New Castle News

Money: Dave Ramsey

January 17, 2014

Dave Ramsey: Don’t put emergency fund in bonds

NEW CASTLE — Dear Dave: What do you think about the idea of putting your emergency fund into bonds? — Ryan

Dear Ryan: I think that’s a really bad idea, and here’s why. Bond values and prices go down as long-term interest rates rise. Right now, long-term interest rates — a good example would be mortgage rates — are ticking up. They’ve moved up a quarter of a percent recently. So, as this happens, the value of bonds goes down. If these interest rates spiked, you could lose half your emergency fund.

Never, ever put your emergency fund into things where risk and volatility are factors. An emergency fund isn’t an investment. It’s there to help protect things that are investments and your life. Keep it in something safe and simple, like a money market account where there’s no penalty for early withdrawal.

We’re not looking to make money with an emergency fund, Ryan. It’s insurance. Just let it sit there, safe and sound, until it’s needed. — Dave

Dear Dave: My husband works construction, so we barely scrape by during the winter months. Should we build an emergency fund for the slow times? — Cathy

Dear Cathy: I think that’s a great idea. Although, I’d probably call it something other than an emergency fund. How about a squirrel fund?
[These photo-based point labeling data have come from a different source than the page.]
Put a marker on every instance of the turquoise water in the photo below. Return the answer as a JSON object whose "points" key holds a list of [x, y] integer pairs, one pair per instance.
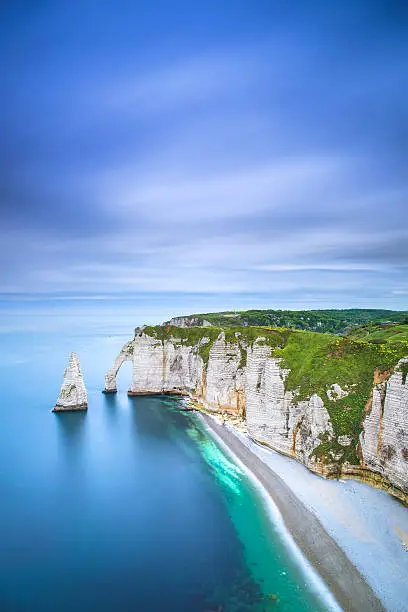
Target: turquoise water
{"points": [[130, 506]]}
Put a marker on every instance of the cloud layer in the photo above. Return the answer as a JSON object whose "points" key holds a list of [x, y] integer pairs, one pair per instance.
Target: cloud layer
{"points": [[246, 151]]}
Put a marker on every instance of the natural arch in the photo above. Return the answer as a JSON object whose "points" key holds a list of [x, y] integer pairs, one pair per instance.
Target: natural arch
{"points": [[126, 354]]}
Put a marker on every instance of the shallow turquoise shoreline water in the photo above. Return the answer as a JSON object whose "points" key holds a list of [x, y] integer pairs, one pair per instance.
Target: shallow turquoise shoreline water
{"points": [[129, 506]]}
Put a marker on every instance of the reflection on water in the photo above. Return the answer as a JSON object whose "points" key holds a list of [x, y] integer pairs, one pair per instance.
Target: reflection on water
{"points": [[71, 428]]}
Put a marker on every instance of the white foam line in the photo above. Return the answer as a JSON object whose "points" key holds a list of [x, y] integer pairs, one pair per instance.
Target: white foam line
{"points": [[311, 575]]}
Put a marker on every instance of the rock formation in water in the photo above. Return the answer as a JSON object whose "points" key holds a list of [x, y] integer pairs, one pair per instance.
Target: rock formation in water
{"points": [[314, 397], [73, 394]]}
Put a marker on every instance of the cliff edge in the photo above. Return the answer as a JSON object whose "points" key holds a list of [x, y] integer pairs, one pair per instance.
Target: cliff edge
{"points": [[337, 404]]}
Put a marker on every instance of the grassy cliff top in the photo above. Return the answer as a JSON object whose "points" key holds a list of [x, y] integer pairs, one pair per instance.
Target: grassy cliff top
{"points": [[315, 361], [332, 321]]}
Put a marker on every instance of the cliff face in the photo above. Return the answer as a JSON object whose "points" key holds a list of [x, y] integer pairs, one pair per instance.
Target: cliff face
{"points": [[73, 394], [247, 377]]}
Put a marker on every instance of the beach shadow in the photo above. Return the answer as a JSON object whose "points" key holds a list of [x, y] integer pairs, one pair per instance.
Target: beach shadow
{"points": [[112, 407]]}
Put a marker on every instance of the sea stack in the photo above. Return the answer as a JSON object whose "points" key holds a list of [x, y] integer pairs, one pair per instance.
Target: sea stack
{"points": [[73, 392]]}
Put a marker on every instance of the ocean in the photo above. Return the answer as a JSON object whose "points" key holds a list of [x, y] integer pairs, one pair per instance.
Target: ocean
{"points": [[131, 506]]}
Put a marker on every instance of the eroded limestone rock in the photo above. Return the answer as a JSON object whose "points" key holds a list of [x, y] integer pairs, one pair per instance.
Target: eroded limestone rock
{"points": [[73, 394], [249, 382]]}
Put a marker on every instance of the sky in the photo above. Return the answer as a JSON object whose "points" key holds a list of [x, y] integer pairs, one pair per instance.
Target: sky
{"points": [[239, 153]]}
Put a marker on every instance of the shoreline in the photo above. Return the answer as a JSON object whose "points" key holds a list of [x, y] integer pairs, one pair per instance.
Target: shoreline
{"points": [[320, 551]]}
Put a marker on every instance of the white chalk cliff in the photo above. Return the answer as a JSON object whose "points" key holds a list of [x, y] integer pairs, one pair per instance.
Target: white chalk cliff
{"points": [[73, 394], [249, 382]]}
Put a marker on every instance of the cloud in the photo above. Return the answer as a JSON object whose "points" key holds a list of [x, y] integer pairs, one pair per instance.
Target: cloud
{"points": [[268, 161]]}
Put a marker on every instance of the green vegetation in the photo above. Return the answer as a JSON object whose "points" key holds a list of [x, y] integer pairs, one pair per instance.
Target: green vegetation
{"points": [[381, 333], [316, 361], [332, 321]]}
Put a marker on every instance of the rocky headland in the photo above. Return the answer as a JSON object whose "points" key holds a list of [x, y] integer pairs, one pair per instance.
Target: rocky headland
{"points": [[337, 404]]}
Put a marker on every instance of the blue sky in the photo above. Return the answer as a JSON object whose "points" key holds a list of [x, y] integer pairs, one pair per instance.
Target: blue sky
{"points": [[251, 151]]}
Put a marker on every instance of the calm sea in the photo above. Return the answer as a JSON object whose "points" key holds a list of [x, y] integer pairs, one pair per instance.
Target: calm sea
{"points": [[130, 506]]}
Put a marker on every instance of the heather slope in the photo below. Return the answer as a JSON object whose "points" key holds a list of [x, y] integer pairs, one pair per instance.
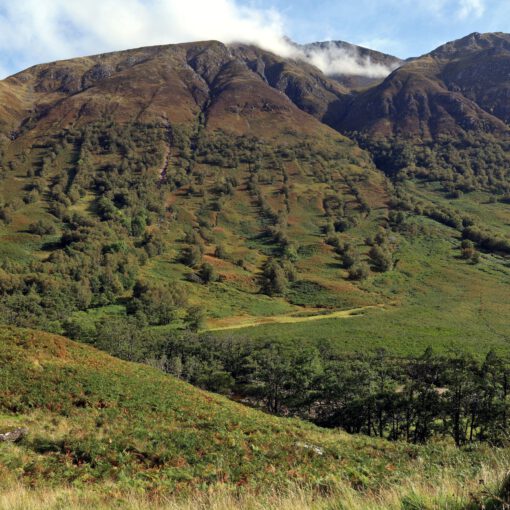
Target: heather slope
{"points": [[95, 422]]}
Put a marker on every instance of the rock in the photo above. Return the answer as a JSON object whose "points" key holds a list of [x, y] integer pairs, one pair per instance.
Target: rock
{"points": [[13, 436]]}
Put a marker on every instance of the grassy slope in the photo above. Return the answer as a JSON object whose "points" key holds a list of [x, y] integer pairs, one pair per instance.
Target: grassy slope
{"points": [[96, 422], [432, 299]]}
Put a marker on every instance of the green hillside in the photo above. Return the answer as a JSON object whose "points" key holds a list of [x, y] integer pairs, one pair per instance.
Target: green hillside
{"points": [[110, 430]]}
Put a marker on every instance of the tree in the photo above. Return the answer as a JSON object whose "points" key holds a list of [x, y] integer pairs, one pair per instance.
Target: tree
{"points": [[274, 279], [359, 271], [192, 256], [381, 258], [207, 273], [159, 304], [195, 318]]}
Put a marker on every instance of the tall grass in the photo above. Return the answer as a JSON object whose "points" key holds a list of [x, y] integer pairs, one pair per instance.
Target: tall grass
{"points": [[491, 492]]}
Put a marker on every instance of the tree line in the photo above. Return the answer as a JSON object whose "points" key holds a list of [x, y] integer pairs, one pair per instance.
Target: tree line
{"points": [[412, 398]]}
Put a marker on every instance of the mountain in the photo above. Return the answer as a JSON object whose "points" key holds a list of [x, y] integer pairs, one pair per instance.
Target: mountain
{"points": [[93, 428], [205, 186], [460, 87], [235, 88]]}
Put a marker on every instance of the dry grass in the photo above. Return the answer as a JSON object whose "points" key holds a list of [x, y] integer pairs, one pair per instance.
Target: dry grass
{"points": [[245, 322], [447, 493]]}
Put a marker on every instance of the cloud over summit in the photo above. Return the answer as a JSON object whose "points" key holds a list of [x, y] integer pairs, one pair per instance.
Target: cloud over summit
{"points": [[32, 31]]}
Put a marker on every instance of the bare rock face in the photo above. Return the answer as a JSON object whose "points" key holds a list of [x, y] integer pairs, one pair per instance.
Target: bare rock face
{"points": [[13, 436]]}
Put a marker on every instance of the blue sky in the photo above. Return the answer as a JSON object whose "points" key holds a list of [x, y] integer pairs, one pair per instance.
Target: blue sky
{"points": [[36, 31]]}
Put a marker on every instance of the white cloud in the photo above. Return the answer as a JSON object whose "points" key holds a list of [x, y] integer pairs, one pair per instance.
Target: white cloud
{"points": [[34, 31], [333, 61], [468, 8]]}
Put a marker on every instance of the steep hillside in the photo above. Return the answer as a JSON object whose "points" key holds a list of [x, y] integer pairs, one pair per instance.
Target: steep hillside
{"points": [[457, 88], [105, 428], [351, 65], [194, 186]]}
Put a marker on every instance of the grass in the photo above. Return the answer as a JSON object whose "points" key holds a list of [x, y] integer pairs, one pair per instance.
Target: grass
{"points": [[101, 426]]}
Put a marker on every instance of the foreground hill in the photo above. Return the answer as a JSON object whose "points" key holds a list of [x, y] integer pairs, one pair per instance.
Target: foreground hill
{"points": [[97, 424]]}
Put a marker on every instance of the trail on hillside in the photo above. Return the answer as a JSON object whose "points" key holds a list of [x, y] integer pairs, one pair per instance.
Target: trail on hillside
{"points": [[247, 322]]}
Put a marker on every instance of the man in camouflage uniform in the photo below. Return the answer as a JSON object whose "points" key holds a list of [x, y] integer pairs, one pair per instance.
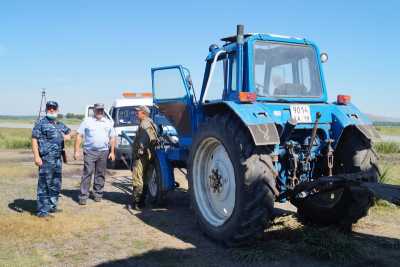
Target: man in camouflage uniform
{"points": [[48, 137], [143, 155]]}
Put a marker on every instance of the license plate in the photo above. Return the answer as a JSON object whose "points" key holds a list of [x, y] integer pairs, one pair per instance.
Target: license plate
{"points": [[300, 113]]}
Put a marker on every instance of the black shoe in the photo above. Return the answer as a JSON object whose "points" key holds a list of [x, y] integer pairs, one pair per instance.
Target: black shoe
{"points": [[141, 205], [55, 210], [135, 206]]}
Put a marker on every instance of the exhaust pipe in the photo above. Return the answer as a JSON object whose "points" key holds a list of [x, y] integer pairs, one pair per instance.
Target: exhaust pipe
{"points": [[239, 43]]}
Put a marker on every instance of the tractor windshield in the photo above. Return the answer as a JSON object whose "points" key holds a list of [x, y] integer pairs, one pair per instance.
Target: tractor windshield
{"points": [[286, 70]]}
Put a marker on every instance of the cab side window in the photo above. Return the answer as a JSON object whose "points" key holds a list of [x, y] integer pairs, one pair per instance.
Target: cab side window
{"points": [[168, 84]]}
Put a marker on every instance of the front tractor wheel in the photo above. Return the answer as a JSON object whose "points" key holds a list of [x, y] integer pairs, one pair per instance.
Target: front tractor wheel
{"points": [[230, 182], [344, 206]]}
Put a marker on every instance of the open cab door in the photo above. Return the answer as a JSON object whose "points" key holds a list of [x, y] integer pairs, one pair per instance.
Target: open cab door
{"points": [[174, 95]]}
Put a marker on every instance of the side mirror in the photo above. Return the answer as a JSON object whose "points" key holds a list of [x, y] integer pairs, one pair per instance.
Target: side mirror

Squirrels need to have nuts saved up for winter, and in your case you’d be setting money aside during the summer to get you through the slow winter months.

You may think I’m playing games with the name, but really I’m not. This sort of saving isn’t for emergencies. It’s a budget issue, because you’re planning and setting aside cash leading up to the down time you know is coming. Keep your emergency fund of three to six months of expenses separate from this, and take a careful look at what he made this winter and how much that left you short each month.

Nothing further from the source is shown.